In 1918, Parliament passed the Representation of the People Act—a pivotal piece of legislation that granted certain women the right to vote. To commemorate this important centenary, the University of Cambridge Library will exhibit a selection of recently rediscovered women’s suffrage posters that have not be on view in 100 years.
The one-of-a-kind collection of posters dates back to 1910, when they were sent to the library by Dr. Marion Phillips—a pioneer of the Women’s Suffrage Movement—in a brown paper-wrapped parcel. Each poster is unique, detailing different arguments and combating political issues that hindered women’s rights. Some—like the “public meeting” notice—were intended to be posted locally, while others were created for nation-wide campaigns. Similarly, they range from highly illustrative to purely typographic, showcasing the role of graphic design in early activist art.
While it is not known why Phillips decided to send the ephemera to the library, the institution’s decision to save and store the posters proves that they were valued—an unusual attitude at the time.
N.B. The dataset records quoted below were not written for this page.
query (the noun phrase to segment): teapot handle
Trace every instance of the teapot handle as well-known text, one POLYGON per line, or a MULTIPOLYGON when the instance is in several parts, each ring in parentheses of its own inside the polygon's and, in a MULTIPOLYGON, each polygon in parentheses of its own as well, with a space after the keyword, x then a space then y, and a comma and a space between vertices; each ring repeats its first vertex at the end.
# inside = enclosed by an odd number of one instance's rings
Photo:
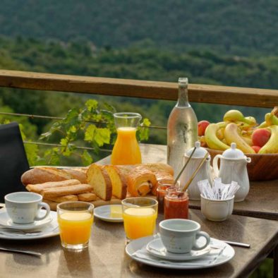
POLYGON ((219 169, 218 168, 218 159, 222 157, 221 155, 215 155, 214 158, 213 159, 212 161, 212 167, 213 167, 213 171, 214 171, 215 176, 218 177, 218 175, 219 174, 219 169))

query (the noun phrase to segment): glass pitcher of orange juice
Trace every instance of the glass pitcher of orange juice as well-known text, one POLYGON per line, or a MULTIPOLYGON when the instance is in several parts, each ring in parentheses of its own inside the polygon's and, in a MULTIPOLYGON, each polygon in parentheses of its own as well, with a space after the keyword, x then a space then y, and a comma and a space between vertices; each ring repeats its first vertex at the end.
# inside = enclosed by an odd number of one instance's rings
POLYGON ((113 165, 142 163, 141 152, 136 139, 136 130, 142 116, 138 113, 114 114, 117 138, 112 151, 113 165))

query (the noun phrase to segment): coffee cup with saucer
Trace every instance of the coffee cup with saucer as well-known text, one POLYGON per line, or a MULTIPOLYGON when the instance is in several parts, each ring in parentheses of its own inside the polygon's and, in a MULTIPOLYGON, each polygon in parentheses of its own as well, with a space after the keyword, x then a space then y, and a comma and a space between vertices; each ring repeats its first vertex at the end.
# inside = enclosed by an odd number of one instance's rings
POLYGON ((152 241, 147 250, 159 258, 193 260, 210 252, 210 237, 193 220, 171 219, 159 223, 160 238, 152 241))
POLYGON ((31 192, 15 192, 6 195, 6 210, 1 212, 0 224, 27 229, 49 222, 52 220, 49 217, 50 207, 42 200, 41 195, 31 192), (45 210, 41 210, 42 207, 45 210))

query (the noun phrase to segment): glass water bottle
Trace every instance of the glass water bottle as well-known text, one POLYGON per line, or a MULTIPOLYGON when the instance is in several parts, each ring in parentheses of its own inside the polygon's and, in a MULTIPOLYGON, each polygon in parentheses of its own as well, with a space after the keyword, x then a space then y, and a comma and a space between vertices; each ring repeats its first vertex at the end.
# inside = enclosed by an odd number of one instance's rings
POLYGON ((182 169, 184 153, 198 140, 198 120, 188 102, 188 85, 187 78, 179 78, 179 99, 167 124, 167 163, 175 178, 182 169))

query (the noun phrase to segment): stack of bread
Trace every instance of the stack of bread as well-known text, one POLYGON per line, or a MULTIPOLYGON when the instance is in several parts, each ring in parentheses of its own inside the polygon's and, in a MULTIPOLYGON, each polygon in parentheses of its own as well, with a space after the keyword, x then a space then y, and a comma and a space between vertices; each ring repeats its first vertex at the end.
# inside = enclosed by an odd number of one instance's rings
POLYGON ((35 167, 21 177, 26 189, 41 194, 44 200, 95 201, 124 199, 127 195, 156 195, 159 181, 174 182, 174 171, 168 164, 99 165, 59 169, 35 167))

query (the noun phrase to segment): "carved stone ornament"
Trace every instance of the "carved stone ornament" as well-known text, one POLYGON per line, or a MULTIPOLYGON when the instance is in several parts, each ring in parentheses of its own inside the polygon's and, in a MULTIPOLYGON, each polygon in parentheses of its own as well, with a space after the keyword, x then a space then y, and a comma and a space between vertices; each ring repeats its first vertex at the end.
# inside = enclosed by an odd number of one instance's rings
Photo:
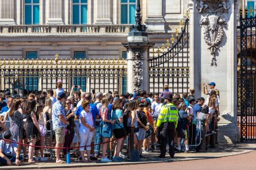
POLYGON ((206 13, 207 15, 200 21, 203 28, 203 39, 209 46, 208 49, 213 56, 212 66, 217 66, 216 52, 218 46, 224 37, 224 27, 227 24, 223 13, 228 12, 230 8, 229 0, 197 0, 196 7, 199 13, 206 13))
POLYGON ((138 92, 141 91, 140 88, 143 80, 142 76, 142 60, 136 60, 133 62, 133 85, 135 86, 133 91, 138 92))

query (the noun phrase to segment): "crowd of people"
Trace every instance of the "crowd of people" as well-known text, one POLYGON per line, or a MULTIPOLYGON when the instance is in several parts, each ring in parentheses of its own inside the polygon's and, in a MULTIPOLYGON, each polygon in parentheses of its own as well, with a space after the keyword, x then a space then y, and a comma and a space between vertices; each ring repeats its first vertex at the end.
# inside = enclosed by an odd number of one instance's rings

Though treasured today, protest signs of the period were typically viewed as ephemera.
“These posters are fantastic examples of the suffrage publicity machine of the early twentieth century,” Chris Burgess, exhibitions officer at the Library, explains. “They were created to be plastered on walls, torn down by weather or political opponents, so it is highly unusual for this material to be safely stored for over a hundred years.” Fortunately, the library did just that, preserving an important piece of the Women’s Suffrage Movement.
Until March 31, 2018, a selection of these rare and riveting posters will be on display in The University of Cambridge Library.